А может, Цезарио до сих пор влюблен в Элис? Это было бы объяснением, почему он сделал выбор в пользу брака по расчету. Ему нужно произвести наследника и получить право на фамильный дом. Если он уже был влюблен в другую женщину, такое соглашение оставалось его последней надеждой.
Джесс твердила себе: для нее не имеет значения, влюблен ли в кого-то Цезарио или нет. В рамках их брака, который почти официально был признан как чисто практический, ей не нужны подобные переживания.
В конце концов, почему она должна страдать, если в его сердце другая женщина?
На этом вопросе усталость наконец одолела Джесс, и она погрузилась в глубокий сон без сновидений…
Глава 7
Головная боль становилась все сильнее. Цезарио принял лекарство, но оно пока не действовало. Больше всего ему хотелось выпить, но алкоголь плохо сочетался с обезболивающими. Он помассировал голову, чтобы расслабить напряженные мышцы шеи и подавить неприятные мысли. Его предупреждали насчет головных болей, так что для него теперь это почти что норма…
Цезарио знал, что подумала о нем Джесс: бесчувственная скотина. Но разве он мог сказать ей правду? Ему не хотелось причинять ей боль. Но почему он не подумал об этом раньше? Прежде чем жениться на ней? Неужели он настолько близорук и эгоистичен, что ему и в голову не пришло, какое зло может причинить? Наверное…
Но ведь их брак был деловым соглашением. Его жена, может, хрупка и уязвима, но не стоит забывать: он заплатил хорошую цену, простив потерю своей картины. Ну и пока Джесс не забеременеет, ему хотелось, чтобы она получала удовольствие в постели. И сцену соблазнения, которую Цезарио невольно раз за разом прокручивал в своей голове, можно объяснить самым обыкновенным здравым смыслом.

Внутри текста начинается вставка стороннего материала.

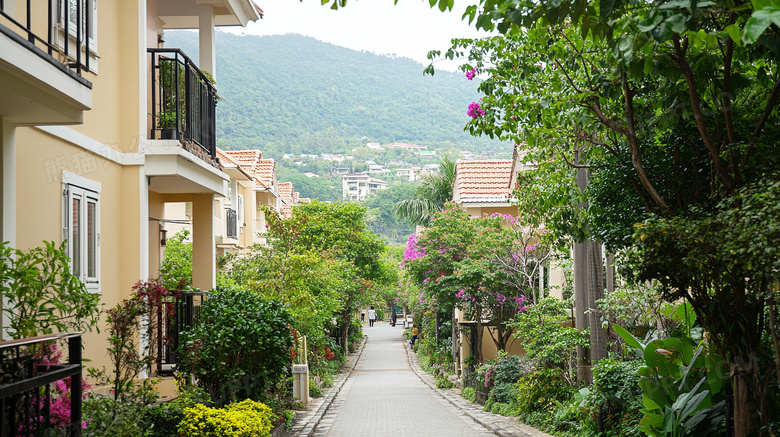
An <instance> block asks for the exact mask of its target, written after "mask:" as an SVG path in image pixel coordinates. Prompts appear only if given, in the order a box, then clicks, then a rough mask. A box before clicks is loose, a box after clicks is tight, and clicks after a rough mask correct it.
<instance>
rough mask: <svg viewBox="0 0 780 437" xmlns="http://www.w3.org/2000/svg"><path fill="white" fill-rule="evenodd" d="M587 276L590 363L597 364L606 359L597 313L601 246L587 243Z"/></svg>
mask: <svg viewBox="0 0 780 437" xmlns="http://www.w3.org/2000/svg"><path fill="white" fill-rule="evenodd" d="M585 244H586V246H587V252H588V254H587V275H588V300H587V302H588V326H589V327H590V363H591V365H595V364H597V363H598V362H599V361H600V360H601V359H602V358H606V357H607V336H606V335H605V334H604V329H602V328H601V318H600V317H599V313H598V311H597V310H598V303H597V301H598V300H599V299H602V298H603V297H604V274H603V271H604V270H603V269H604V262H603V260H602V258H601V244H600V243H597V242H595V241H588V242H587V243H585Z"/></svg>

«Вот так!» — сказал он себе и… напился. И до самого рассвета пролежал без сна.
Утром Джесс проснулась от тихого позвякивания фарфора. Прямо в постель ей подали завтрак — на подносе с льняной салфеткой и розой в вазочке. «Так можно и совсем разбаловаться», — подумала она, отводя с лица волосы и сонно улыбаясь щебечущей на ломаном английском горничной.
Горничная открыла балконные двери, впуская в комнату поток прохладного утреннего воздуха и солнечного света. Неожиданно Джесс почувствовала, как сильно проголодалась. Она съела все, что было на подносе, — фрукты, рогалики, выпила кофе и сок.